Int J Rehabil Res. 2011 Mar;34(1):14-21. doi: 10.1097/MRR.0b013e3283440bda.
The aim of this study was to examine whether Multidimensional Pain Inventory (MPI) subscale score changes can be used for monitoring interdisciplinary cognitive behavioural pain rehabilitation programmes, using the Psychological General Well-Being (PGWB) index as an independent variable of rehabilitation outcome. Data from 434 consecutively referred patients disabled by chronic pain were analysed. The intervention was a 4-week interdisciplinary pain rehabilitation group programme (5 h/day), based on biopsychosocial and cognitive behavioural principles.
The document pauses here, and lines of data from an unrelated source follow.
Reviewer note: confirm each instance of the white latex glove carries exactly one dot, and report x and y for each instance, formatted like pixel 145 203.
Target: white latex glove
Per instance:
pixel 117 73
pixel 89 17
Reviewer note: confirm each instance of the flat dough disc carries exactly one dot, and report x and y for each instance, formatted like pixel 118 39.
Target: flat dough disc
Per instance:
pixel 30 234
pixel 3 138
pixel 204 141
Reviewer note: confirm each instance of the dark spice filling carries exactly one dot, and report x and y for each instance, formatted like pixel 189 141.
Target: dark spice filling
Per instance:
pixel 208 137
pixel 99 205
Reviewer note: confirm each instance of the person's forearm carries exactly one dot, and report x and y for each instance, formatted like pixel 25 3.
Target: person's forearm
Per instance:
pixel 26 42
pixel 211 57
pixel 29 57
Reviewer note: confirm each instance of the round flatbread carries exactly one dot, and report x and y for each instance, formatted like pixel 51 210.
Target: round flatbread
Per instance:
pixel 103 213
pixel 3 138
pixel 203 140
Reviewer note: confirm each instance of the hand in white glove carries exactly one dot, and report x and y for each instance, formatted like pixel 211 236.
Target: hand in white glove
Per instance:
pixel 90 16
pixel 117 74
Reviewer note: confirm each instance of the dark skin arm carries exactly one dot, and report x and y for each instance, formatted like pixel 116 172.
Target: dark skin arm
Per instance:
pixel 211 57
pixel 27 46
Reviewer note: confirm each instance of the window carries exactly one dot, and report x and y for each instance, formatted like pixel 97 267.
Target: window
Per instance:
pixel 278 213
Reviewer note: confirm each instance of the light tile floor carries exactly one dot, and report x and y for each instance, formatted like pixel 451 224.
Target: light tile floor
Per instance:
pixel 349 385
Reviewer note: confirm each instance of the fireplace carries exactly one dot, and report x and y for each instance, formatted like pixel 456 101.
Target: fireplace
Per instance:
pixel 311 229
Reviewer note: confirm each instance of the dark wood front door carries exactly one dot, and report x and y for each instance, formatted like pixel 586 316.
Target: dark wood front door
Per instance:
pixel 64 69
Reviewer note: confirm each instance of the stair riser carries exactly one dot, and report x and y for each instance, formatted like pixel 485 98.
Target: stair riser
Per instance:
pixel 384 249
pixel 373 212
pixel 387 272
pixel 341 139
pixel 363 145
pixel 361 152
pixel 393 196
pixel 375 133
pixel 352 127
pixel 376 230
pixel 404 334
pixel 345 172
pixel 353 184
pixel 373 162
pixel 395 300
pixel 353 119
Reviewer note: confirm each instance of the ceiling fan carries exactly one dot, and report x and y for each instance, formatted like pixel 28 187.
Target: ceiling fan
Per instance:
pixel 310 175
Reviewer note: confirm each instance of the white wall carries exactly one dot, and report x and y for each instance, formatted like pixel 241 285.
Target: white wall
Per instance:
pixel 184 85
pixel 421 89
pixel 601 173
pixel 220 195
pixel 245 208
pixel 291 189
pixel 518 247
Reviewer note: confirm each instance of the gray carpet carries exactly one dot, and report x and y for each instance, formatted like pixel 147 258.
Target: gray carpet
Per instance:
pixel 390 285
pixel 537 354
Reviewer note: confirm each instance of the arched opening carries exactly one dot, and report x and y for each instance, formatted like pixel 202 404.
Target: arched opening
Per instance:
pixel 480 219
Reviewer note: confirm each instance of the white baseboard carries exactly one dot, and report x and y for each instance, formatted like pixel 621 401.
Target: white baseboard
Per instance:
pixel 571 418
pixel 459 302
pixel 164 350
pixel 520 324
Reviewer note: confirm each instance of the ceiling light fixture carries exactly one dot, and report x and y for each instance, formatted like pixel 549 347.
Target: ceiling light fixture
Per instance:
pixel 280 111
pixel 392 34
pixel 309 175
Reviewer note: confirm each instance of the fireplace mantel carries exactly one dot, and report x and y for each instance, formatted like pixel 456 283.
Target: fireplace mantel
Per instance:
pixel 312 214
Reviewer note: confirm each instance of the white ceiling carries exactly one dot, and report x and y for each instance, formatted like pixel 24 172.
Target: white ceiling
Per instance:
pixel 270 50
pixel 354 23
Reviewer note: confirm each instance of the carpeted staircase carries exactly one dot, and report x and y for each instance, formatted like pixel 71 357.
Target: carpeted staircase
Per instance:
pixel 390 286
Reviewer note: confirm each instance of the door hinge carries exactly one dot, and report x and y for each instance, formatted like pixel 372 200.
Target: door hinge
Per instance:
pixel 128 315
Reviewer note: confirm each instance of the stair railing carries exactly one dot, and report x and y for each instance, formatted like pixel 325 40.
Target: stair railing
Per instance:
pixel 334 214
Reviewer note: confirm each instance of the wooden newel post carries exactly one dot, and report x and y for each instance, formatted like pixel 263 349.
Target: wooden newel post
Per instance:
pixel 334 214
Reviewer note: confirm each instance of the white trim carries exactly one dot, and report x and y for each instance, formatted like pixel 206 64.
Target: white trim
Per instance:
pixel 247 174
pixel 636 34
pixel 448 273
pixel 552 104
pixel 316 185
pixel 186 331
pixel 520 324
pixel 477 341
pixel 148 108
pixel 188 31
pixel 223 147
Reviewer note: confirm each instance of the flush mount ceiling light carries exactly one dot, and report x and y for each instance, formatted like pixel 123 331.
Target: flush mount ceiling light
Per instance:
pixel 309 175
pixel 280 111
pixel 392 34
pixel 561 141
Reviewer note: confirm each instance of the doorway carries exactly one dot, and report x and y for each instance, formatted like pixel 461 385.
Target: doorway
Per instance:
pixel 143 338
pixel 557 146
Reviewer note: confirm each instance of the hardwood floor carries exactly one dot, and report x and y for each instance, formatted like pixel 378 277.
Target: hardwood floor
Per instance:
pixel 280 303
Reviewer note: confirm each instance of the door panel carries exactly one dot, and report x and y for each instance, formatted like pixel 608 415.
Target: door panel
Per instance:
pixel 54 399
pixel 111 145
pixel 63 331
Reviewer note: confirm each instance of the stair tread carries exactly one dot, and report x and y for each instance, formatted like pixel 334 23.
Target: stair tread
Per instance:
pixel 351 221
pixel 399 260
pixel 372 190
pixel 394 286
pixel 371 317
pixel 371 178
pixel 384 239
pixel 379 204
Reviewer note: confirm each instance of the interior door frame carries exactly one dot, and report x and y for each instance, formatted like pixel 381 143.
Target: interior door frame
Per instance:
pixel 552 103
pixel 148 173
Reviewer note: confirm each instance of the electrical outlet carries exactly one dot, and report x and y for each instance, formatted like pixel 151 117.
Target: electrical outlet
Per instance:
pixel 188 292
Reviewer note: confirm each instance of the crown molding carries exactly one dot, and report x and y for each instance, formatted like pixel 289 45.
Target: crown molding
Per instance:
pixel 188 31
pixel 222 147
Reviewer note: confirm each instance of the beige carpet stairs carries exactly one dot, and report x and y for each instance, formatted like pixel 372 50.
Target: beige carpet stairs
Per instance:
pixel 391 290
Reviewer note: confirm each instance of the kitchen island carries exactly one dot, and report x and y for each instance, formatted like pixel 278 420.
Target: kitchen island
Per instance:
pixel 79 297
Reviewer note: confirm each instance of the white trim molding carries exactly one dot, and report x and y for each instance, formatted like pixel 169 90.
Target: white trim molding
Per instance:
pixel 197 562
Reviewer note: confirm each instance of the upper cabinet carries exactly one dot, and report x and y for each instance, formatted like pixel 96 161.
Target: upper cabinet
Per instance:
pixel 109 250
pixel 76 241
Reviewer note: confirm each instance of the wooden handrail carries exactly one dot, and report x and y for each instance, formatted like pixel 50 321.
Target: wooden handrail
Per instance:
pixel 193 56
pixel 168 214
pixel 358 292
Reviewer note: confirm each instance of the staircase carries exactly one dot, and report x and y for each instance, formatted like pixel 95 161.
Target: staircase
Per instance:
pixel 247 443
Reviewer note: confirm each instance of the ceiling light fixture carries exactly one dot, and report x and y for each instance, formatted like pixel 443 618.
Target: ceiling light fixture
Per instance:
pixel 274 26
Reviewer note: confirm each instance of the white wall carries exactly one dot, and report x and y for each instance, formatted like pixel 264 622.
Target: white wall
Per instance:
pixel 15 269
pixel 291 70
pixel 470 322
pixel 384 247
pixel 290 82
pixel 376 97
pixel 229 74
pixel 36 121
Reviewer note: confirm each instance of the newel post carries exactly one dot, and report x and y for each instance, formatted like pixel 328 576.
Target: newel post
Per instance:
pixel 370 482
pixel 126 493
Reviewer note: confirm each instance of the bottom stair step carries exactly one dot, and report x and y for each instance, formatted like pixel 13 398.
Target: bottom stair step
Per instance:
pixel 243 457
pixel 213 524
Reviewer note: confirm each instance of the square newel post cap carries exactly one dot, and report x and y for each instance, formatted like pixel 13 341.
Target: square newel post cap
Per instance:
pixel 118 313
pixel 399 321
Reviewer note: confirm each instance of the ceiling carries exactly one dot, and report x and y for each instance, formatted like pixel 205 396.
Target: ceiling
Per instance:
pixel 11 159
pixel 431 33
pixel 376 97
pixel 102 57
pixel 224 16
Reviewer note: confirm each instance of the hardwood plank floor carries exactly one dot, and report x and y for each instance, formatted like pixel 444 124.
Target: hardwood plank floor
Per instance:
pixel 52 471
Mean PGWB total scores improved after rehabilitation (P<0.0001) with clinically relevant effect sizes for patients with 'dysfunctional' and 'interpersonally distressed' MPI profiles. Substantial correlations (r=0.7-0.3; P<0.001) were found between the changes in PGWB total scores and four of the MPI subscale scores. These were combined into a composite variable ['pain severity', 'interference', 'life control' (given reversed scores) and 'affective distress'], and were labelled as the Pain Rehabilitation Index. The subscales, 'support' and 'general activity level', were omitted, as changes were ambiguous with respect to functioning. 'Dysfunctional' and 'interpersonally distressed' profile patients showed a marked improvement in Pain Rehabilitation Index after rehabilitation (effect sizes of 0.77 and 0.43; P<0.0001, respectively). Conversely, the 'adaptive copers' may have deteriorated somewhat (effect size -0.28; P=0.036). We propose that scores from four MPI subscales are integrated and the difference pre-post rehabilitation is used to indicate composite rehabilitation outcomes, making it possible to interpret all included MPI subscales in the same direction. Psychometric evaluation of the index is warranted.
本研究的目的是检验多维疼痛量表(MPI)分量表得分的变化是否可用于监测跨学科认知行为疼痛康复项目,将心理总体幸福感(PGWB)指数作为康复结果的一个独立变量。对434例因慢性疼痛致残且连续转诊的患者的数据进行了分析。干预措施是一个基于生物心理社会和认知行为原则的为期4周的跨学科疼痛康复小组项目(每天5小时)。康复后PGWB总分平均提高(P<0.0001),对于具有“功能失调”和“人际困扰”MPI剖面图的患者,其效应量具有临床相关性。PGWB总分变化与四个MPI分量表得分之间存在显著相关性(r=0.7-0.3;P<0.001)。这些得分被合并为一个复合变量["疼痛严重程度"、"干扰"、"生活控制"(取反向得分)和"情感困扰"],并被标记为疼痛康复指数。由于功能方面的变化不明确,因此省略了“支持”和“总体活动水平”分量表。具有“功能失调”和“人际困扰”剖面图的患者康复后疼痛康复指数有显著改善(效应量分别为0.77和0.43;P<0.0001)。相反,“适应性应对者”可能有所恶化(效应量-0.28;P=0.036)。我们建议整合四个MPI分量表的得分,并使用康复前后的差异来指示综合康复结果,从而有可能对所有纳入的MPI分量表进行同向解释。该指数的心理测量学评估是必要的。